この時、使うアドレスはインターネット上においては存在しないアドレスとして一定の範囲のアドレスが予約されている。
この予約されたIPアドレスをプライベートアドレス空間といい、ユーザはこの範囲のアドレスを自由に使って組織内のネットワークを設計できる。
この予約されているアドレス空間は次のようになっている。
これらのアドレスはインターネット上には存在しないので、このアドレスを使ったネットワークをインターネットに接続する場合には必ずアドレス変換機能を使ってアドレスをグローバルアドレスに変換する必要がある。(アドレス変換はファイヤーウォールやIPマスカレードによって自動的に行われる)
- 192.168.0.0 〜 182.168.255.255 (192.168.0.0/16の範囲)
- 172.16.0.0 〜 172.31.255.255 (172.16.0.0/12の範囲)
- 10.0.0.0 〜 10.255.255.255 (10.0.0.0/8の範囲)
一般的なHUB(ダムHUBという)は、ある端末からのLANパケットをそれが接続されたHUBのポートで受け取ると、うけ取ったパケットを残りのすべてのポートに流し込みます。 このため、本来の通信相手以外のマシンへパケットが流れることになります。 しかしSW-HUBでは、関連するポート以外にはパケットを流さないため、他のポートに繋がったマシンはLANの帯域をそのまま利用できるので結果として高速な通信が可能になります。
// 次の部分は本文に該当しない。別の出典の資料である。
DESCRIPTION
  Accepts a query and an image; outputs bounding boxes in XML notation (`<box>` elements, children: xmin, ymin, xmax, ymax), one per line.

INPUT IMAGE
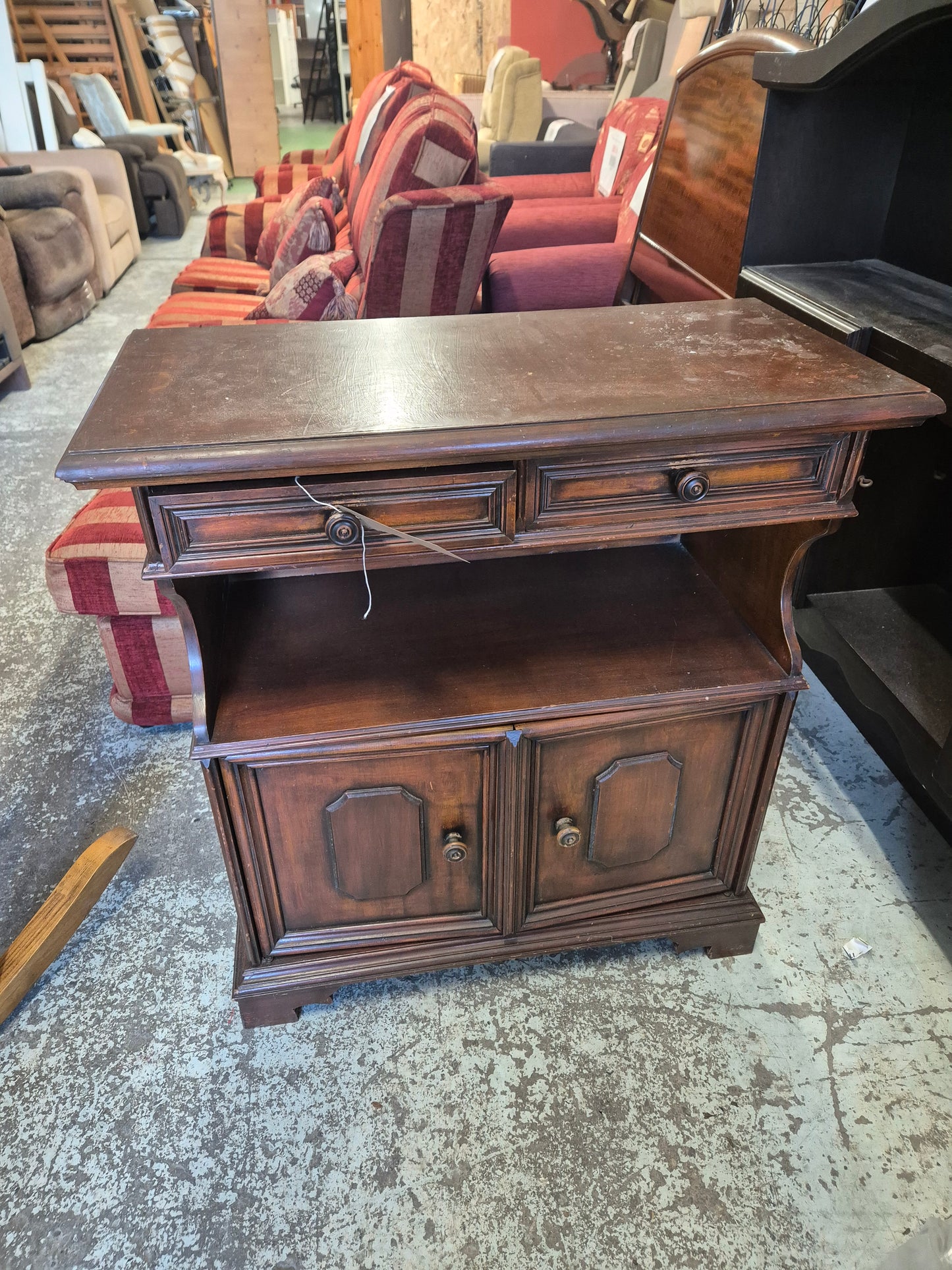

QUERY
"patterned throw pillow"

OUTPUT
<box><xmin>269</xmin><ymin>198</ymin><xmax>337</xmax><ymax>288</ymax></box>
<box><xmin>245</xmin><ymin>252</ymin><xmax>356</xmax><ymax>322</ymax></box>
<box><xmin>255</xmin><ymin>177</ymin><xmax>344</xmax><ymax>270</ymax></box>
このSW-HUBを使ってLANを構築するとネットワーク盗聴(sniffer)されないというような解説を行っている書籍がありますが、実際には盗聴され難いだけで不可能という訳ではありません。どのような方法なら盗聴できるかについてはここでは詳しく説明しませんが、興味がある方は「dsniff」をキーに探すと良いでしょう。
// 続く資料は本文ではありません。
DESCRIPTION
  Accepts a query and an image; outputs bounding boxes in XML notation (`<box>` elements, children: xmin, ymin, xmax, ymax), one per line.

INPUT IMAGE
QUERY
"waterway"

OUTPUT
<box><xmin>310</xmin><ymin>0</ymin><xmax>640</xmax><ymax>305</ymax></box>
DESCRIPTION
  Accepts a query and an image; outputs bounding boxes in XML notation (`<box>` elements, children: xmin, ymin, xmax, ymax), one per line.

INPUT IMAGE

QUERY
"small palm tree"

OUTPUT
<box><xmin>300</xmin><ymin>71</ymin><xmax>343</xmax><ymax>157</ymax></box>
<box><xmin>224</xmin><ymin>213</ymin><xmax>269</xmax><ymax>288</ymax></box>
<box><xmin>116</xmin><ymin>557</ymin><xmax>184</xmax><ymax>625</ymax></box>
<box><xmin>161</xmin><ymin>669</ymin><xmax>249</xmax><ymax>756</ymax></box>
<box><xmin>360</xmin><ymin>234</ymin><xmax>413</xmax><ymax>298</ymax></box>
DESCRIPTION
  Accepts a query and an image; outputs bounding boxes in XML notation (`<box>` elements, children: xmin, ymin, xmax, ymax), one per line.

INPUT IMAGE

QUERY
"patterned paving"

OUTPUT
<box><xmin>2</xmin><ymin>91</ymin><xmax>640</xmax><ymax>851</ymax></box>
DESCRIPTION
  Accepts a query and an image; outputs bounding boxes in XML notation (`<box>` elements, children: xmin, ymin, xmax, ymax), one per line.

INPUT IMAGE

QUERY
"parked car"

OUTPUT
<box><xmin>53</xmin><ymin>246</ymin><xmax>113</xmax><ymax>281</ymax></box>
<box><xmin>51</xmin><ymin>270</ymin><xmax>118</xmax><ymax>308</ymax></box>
ネットワークインターフェイスはOSのドライバによって、通常LANケーブル上に流れているパケットの中から自分に向けられたものでないパケットを無視するようになっています。しかしプロミスモードで設定されたLANカードは、自分宛てでないパケットも取り敢えず受け取って上位のレイヤー(プログラム)にそのパケットを渡すことができるようになります。ネットワーク盗聴を行うプログラムはこのプロミスモードのLANインターフェイスが必要です。逆にネットワーク盗聴を避けるには、このモードで動作しているLANカードが無いようにOSを設定するなり見つけることができれば良いということになります。
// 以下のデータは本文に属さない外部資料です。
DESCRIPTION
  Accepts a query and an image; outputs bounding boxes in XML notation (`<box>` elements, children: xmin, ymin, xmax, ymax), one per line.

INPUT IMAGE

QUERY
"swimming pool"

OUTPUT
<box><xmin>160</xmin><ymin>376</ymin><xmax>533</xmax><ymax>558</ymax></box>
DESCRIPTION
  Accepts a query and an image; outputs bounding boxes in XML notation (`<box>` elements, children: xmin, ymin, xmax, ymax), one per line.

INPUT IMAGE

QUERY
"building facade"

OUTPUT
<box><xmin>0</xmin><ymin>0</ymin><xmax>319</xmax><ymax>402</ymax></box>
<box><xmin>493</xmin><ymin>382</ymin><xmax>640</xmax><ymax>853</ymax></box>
盗聴を避けるためにプロミスモードのLANカードが無いかを探すなら
http://www.l0pht.com/antisniff/download.html
を参考にしてみては如何でしょう?
ネットワークの設定では実際にLANカードにドライバが組み込まれた、IPアドレスが設定できているかなどを調査する必要がある場合があります。 UNIXではこの調査のためのコマンドして良く使うものとして、「ifconfig」というコマンドを使います。因みにWindowsNTでは同等のコマンドして「ipconfig」があります。
ifconfigはスーパーユーザ(root)で、
# ifconfig -a
とするとすべてのインターフェース情報が表示されます。
こちらを参照
IDS(Intrusion Detection Syetem)は一般に「侵入検知システム」といわれる技術で、ネットワーク上からの侵入の痕跡をチェックして管理者へ警報を与える事を目的に構築されます。
IDSを実現する方法として一般的な方法は、「ログ」を解析して侵入の痕跡を見つける方法と、今流れているネットワークパケットそのものを盗聴して侵入用のパケットでないか判断する方法があります.